Synthetic DNA with extra ‘unnatural’ bases

3 minute read

Yesterday at the Radcliffe Symposium on the Present and Future of DNA, I got to hear a lecture by Floyd Romesberg, whose lab has been working to create DNA with two novel “unnatural” bases.

The main idea is that natural DNA with its four bases is limited to a total genetic code that has only 64 possible codons. In nature, these 64 include substantial redundancy, so that only 20 amino acids are used to create proteins. But there are many additional amino acids that are chemically possible that organisms do not use in protein manufacture. If biochemists had an easy way of synthesizing proteins using these additional amino acids, they might find therapeutically useful polypeptides or proteins that could never exist in nature. In other words, it would be like taking a standard Lego kit and adding hundreds of new blocks.

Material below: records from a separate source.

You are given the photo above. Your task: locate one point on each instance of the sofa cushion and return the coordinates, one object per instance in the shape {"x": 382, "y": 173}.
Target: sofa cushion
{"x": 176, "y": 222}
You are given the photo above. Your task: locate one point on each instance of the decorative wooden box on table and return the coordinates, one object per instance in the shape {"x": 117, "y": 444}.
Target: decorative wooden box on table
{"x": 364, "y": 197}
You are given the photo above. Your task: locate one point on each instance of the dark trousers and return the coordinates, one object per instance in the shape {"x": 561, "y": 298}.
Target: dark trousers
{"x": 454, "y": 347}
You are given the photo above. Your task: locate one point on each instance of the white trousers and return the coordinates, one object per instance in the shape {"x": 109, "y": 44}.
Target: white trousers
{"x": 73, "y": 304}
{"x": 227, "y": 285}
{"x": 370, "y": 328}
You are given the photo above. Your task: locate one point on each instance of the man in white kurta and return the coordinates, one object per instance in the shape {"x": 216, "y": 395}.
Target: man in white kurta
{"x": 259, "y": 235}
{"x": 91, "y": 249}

Romesberg’s solution is to add two new bases to DNA to enlarge the number of possible codons. Then, synthetic transfer RNA that binds to the new codons would enable the incorporation into protein sequences of any amino acid that can be synthesized.

But there’s a problem: The Watson-Crick base pairing mechanism functions in a way that makes it hard to add new variations on the same theme. Previous attempts to work in possible synthetic nucleotides that use the same manner of hydrogen bonding have failed, mainly because DNA polymerase doesn’t distinguish them well enough from the existing nucleotides.

So Romesberg turned to a large-scale systematic testing of hydrophobic (oily) molecules to see if they could be turned into synthetic nucleotides that would work within the natural DNA sequence and still allow DNA polymerase to function. As he explained, he took a “medical biochemistry” approach of systematically testing hundreds of molecules using cheap assays to find the ones that might work. It was a real scientific detective story, and the product is a new pair of synthetic DNA bases that bind in a fundamentally different way than the A-T G-C pairings of natural DNA, but that still allow DNA polymerase to do its job.

Last year the News-Medical website did a nice interview with Romesberg that helps to give perspective on the research: “Unnatural DNA bases: an interview with Professor Floyd E. Romesberg, The Scripps Research Institute”.

[I]f you look around nature anywhere in the world, in all the diversity that you see, from the lowest, simplest single-celled organisms all the way up to the most complex organisms like you and me, all of the information is encoded in a four-letter alphabet. That’s all the information that nature has to draw upon. That’s all that evolution has to draw upon.
Evolutionary biologists have a way of looking back in time and it appears that, all the way back to the last common ancestor of all life on Earth, it had a four letter alphabet. Going to six letters and showing that it’s possible has conceptual implications for our understanding of information storage in a cell and, therefore, our understanding of what life can be, because the information stored in a genome defines what life can be. I hope it impacts people thinking in that way, and I hope that some evolutionary biologists and people who think about evolution will consider it.
For people who think about the origins of life or why life evolved the way it evolved, this is a rare piece of experimental data that actually addresses that question.

The most recent phase of the research has involved making bacterial cells work with the synthetic DNA sequences. The lab has overcome many interesting challenges, and it is such an interesting story in how science works, and how the products of evolution are really quite different from the products of systematic experimentation by human synthetic biologists.